Makerspaces have been a popular trend for the past few years, with public libraries being at the forefront of their development. An ever growing number of libraries are now taking part in hands-on activities with their clientele, a move which has been looked at in a recent post by the ILN.
Makerspaces have many known benefits. Hands-on activities aid in the development of critical thinking and problem solving skills, and allow for ‘real-world’ application of theory. Learning becomes collaborative, self-directed and experimental. And of course, they provide an opportunity to use cutting edge technologies. But can this makerspace craze extend into the academic library domain? Many university and college libraries have answered a resounding “Yes!”.
One of the most well-known technologies used in makerspaces is the 3D printer. Some universities have found that 3D printers can be used with students who are doing industrial design courses, to allow them to build real prototypes of their designs. Other disciplines such as engineering, art, architecture, medicine and even chemistry have been able to utilise 3D printers to extend their educational pursuits. At the University of Nevada, the Chemistry faculty “printed prototypes of molecules they’ve been working with for years. In doing this, they’ve made new discoveries. Being able to hold the object and see it in 3-D has allowed them to make adjustments and then recreate them.” (Lisa Kurt, as quoted in ACRL TechConnect Blog). Laser cutters, drill presses and even key cutters have been added to the mix at some university libraries, creating spaces for students to work on class projects or ‘get entrepreneurial’ (The New York Times). Many argue that this ‘tinkering’ helps students to expand their thinking, share expertise and develop a deeper understanding of what they are learning.

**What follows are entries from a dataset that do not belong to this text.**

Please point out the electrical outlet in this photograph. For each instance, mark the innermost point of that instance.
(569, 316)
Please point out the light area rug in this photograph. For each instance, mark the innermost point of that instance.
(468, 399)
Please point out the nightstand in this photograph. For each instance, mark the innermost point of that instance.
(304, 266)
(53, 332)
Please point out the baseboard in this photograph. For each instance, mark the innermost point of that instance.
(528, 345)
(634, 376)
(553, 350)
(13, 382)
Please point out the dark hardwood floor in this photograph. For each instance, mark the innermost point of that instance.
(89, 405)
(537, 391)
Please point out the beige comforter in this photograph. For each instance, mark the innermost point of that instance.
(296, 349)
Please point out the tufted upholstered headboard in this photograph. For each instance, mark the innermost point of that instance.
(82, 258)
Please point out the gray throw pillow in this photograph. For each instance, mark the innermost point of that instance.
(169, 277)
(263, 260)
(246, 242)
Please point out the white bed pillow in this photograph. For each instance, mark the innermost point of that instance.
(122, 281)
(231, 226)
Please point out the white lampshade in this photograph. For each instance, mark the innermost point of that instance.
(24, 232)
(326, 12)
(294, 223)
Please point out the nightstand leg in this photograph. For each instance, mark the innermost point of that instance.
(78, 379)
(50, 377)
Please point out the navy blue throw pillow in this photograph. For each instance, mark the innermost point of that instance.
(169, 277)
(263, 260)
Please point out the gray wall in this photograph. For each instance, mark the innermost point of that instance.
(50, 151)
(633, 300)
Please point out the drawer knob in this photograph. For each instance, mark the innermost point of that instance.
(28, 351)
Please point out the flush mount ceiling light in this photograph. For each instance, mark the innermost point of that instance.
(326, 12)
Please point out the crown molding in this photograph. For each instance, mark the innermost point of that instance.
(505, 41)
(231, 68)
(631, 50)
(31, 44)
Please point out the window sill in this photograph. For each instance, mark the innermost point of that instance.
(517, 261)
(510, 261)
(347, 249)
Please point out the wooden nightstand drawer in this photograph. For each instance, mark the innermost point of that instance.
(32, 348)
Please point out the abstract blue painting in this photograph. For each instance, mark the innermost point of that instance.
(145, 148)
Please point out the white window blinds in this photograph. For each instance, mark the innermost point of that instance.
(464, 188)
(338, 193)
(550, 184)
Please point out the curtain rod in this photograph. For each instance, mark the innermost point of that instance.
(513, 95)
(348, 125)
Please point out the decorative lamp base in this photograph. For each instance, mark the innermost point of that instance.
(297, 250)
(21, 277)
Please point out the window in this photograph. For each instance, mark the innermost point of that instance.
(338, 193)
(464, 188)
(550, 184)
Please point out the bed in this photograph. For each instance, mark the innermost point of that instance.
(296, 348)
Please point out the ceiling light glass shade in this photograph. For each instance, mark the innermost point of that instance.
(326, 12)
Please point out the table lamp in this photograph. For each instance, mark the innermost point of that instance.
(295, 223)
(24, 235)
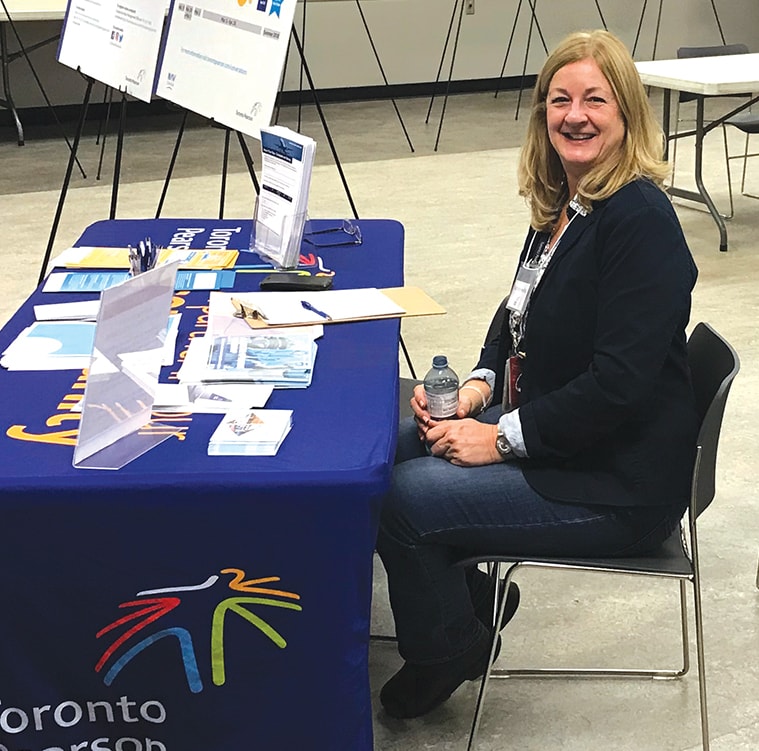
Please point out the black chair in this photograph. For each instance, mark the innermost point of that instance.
(714, 364)
(686, 96)
(748, 123)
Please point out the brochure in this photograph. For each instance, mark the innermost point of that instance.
(255, 432)
(287, 159)
(280, 359)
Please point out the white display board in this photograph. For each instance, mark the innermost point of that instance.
(223, 59)
(114, 42)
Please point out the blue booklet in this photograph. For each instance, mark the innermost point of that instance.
(97, 281)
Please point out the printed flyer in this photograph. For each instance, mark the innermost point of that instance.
(223, 59)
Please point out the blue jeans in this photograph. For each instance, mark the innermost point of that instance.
(437, 513)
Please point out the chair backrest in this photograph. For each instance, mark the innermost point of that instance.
(713, 365)
(714, 51)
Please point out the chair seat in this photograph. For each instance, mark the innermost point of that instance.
(668, 560)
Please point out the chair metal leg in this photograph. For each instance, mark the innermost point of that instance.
(497, 615)
(573, 672)
(700, 646)
(496, 673)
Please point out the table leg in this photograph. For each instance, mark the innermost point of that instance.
(702, 195)
(699, 177)
(7, 102)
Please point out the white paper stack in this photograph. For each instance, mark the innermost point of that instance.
(51, 345)
(287, 161)
(254, 432)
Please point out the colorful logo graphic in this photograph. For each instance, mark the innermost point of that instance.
(249, 597)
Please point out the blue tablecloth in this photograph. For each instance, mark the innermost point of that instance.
(188, 602)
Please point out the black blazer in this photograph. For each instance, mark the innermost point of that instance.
(607, 407)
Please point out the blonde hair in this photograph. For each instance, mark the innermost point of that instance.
(541, 175)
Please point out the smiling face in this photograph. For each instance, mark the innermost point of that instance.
(584, 121)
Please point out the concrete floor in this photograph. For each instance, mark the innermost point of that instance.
(464, 227)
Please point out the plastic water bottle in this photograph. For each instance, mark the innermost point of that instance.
(441, 387)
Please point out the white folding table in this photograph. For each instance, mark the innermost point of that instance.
(23, 10)
(708, 76)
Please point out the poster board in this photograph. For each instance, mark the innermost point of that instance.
(224, 59)
(114, 42)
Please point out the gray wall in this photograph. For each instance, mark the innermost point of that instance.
(409, 36)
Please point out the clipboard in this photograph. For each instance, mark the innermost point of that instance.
(403, 302)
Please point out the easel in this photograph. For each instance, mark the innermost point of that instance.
(658, 25)
(376, 57)
(70, 168)
(6, 58)
(533, 23)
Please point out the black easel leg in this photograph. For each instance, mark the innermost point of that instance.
(248, 161)
(382, 71)
(49, 104)
(324, 122)
(300, 81)
(601, 16)
(526, 55)
(658, 26)
(104, 124)
(117, 160)
(640, 26)
(719, 25)
(66, 181)
(508, 48)
(224, 170)
(442, 59)
(8, 100)
(172, 162)
(450, 75)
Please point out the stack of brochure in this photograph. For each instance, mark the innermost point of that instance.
(287, 160)
(253, 432)
(280, 358)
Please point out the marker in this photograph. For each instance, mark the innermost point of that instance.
(307, 305)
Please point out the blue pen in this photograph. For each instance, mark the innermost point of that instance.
(307, 305)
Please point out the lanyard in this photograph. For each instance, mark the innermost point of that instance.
(528, 277)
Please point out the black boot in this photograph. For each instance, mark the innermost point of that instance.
(417, 689)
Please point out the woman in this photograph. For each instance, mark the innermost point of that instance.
(591, 452)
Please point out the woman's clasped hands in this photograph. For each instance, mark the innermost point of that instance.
(463, 440)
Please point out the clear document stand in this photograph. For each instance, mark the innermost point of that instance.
(124, 370)
(277, 237)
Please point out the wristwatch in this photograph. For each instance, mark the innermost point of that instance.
(503, 446)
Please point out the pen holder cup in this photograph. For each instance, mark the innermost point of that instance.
(277, 239)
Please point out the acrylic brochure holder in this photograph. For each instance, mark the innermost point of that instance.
(277, 237)
(124, 370)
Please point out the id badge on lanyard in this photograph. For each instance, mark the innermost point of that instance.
(521, 290)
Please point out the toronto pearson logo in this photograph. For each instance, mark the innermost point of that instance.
(140, 627)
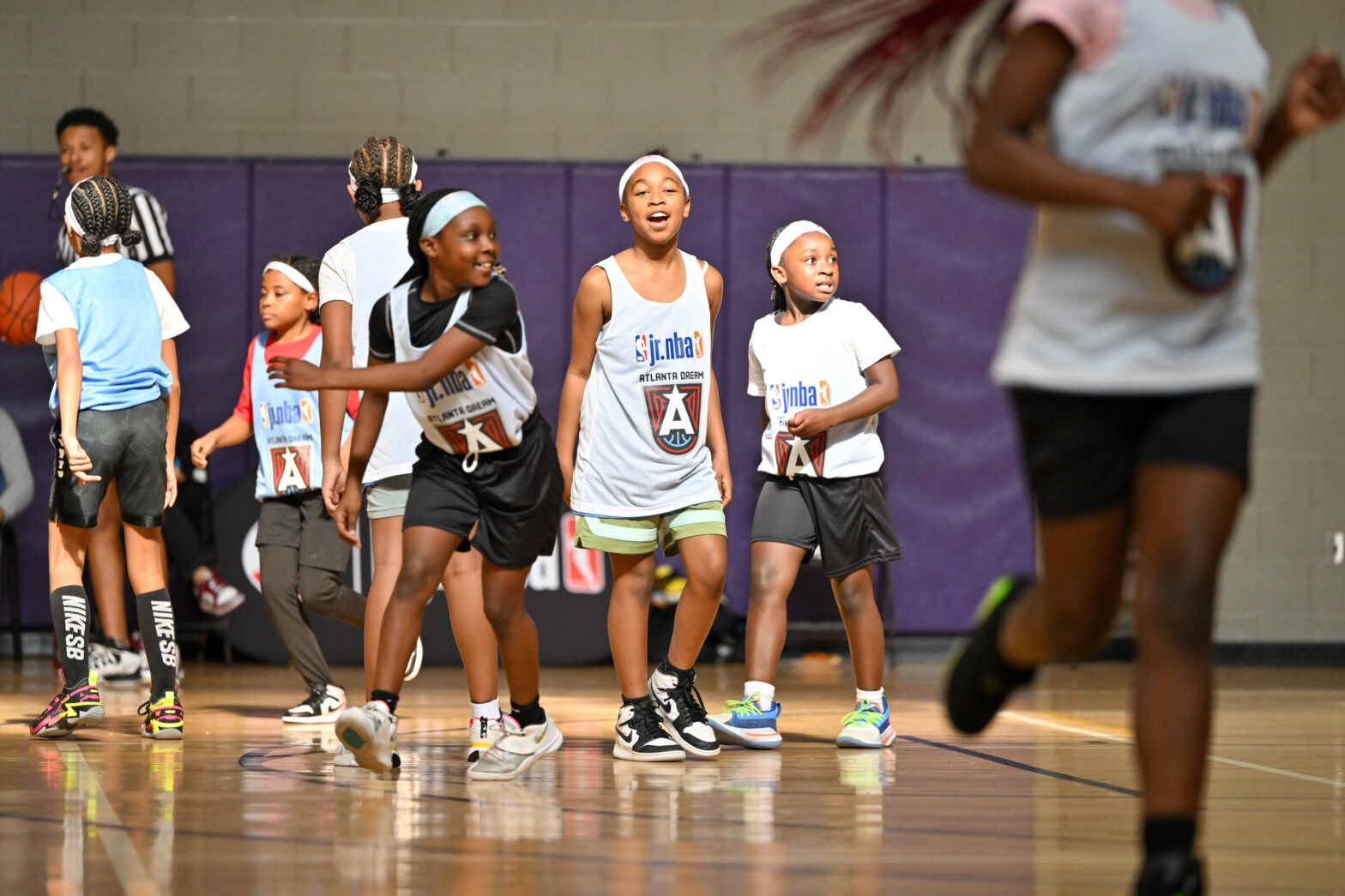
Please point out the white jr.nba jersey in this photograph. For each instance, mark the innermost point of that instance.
(642, 447)
(479, 406)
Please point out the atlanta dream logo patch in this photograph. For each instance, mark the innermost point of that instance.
(674, 416)
(799, 455)
(289, 467)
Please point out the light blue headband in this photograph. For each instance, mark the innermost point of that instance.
(447, 208)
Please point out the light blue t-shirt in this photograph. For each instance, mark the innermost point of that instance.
(118, 321)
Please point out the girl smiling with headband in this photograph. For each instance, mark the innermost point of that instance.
(298, 544)
(642, 446)
(451, 337)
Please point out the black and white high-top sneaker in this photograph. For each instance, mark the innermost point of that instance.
(684, 712)
(322, 705)
(642, 737)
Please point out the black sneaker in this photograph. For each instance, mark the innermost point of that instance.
(1173, 874)
(642, 737)
(682, 709)
(980, 683)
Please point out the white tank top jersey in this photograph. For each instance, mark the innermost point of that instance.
(642, 447)
(1099, 307)
(479, 406)
(818, 362)
(359, 271)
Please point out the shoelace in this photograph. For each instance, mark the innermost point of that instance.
(745, 707)
(866, 716)
(689, 702)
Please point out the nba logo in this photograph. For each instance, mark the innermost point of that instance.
(582, 569)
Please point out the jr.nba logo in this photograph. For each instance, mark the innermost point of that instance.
(799, 455)
(674, 416)
(289, 467)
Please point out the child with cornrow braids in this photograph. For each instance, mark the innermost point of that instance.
(108, 328)
(355, 274)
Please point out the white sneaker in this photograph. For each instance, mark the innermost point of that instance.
(414, 661)
(322, 705)
(642, 737)
(115, 664)
(370, 733)
(486, 733)
(516, 749)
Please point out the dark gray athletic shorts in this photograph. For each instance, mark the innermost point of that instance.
(128, 447)
(847, 517)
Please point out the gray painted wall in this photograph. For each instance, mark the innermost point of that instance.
(603, 80)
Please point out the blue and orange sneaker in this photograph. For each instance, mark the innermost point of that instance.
(745, 724)
(163, 718)
(868, 725)
(73, 707)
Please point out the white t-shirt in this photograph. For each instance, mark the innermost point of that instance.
(818, 362)
(359, 271)
(54, 311)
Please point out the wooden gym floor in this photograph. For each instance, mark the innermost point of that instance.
(1042, 803)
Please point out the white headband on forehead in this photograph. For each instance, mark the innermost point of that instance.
(111, 240)
(793, 232)
(644, 160)
(388, 193)
(300, 280)
(448, 207)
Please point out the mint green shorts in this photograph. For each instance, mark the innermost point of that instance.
(642, 534)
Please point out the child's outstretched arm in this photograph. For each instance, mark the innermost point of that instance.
(447, 354)
(715, 435)
(69, 387)
(592, 310)
(168, 352)
(878, 394)
(369, 423)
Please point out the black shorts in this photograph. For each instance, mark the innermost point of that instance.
(1082, 451)
(302, 522)
(128, 447)
(514, 493)
(847, 517)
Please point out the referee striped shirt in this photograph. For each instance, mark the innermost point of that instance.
(148, 217)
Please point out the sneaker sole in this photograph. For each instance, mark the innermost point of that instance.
(547, 747)
(622, 751)
(358, 737)
(744, 739)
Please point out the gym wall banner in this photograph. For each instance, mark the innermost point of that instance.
(566, 596)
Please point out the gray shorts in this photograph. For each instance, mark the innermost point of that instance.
(388, 496)
(302, 521)
(128, 447)
(847, 517)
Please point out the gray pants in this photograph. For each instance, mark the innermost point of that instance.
(302, 555)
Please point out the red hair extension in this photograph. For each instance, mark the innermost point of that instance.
(906, 40)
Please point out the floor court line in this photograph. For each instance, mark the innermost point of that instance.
(1089, 730)
(125, 861)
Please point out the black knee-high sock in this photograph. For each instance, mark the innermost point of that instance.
(156, 627)
(70, 619)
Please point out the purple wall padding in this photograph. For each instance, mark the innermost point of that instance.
(933, 259)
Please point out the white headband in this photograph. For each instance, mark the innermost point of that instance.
(793, 232)
(388, 193)
(300, 280)
(643, 160)
(448, 207)
(111, 240)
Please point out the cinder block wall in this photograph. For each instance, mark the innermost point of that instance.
(604, 80)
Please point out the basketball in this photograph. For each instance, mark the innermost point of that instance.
(19, 298)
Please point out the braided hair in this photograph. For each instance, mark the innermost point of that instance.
(311, 268)
(101, 206)
(779, 303)
(383, 163)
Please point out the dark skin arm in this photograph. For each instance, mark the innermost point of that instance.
(447, 354)
(878, 394)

Practical laboratories in the STEM fields can teach specific skills related to these areas of study. Coding and programming skills can also be developed in the hands-on environment of the makerspace, with technologies such as the Raspberry-Pi, Arduino, circuits and robotics kits, and other IT and engineering tools available. The University of Sussex’s pop-up makerspace within a two hour workshop is a great example focused around these types of skills and technologies.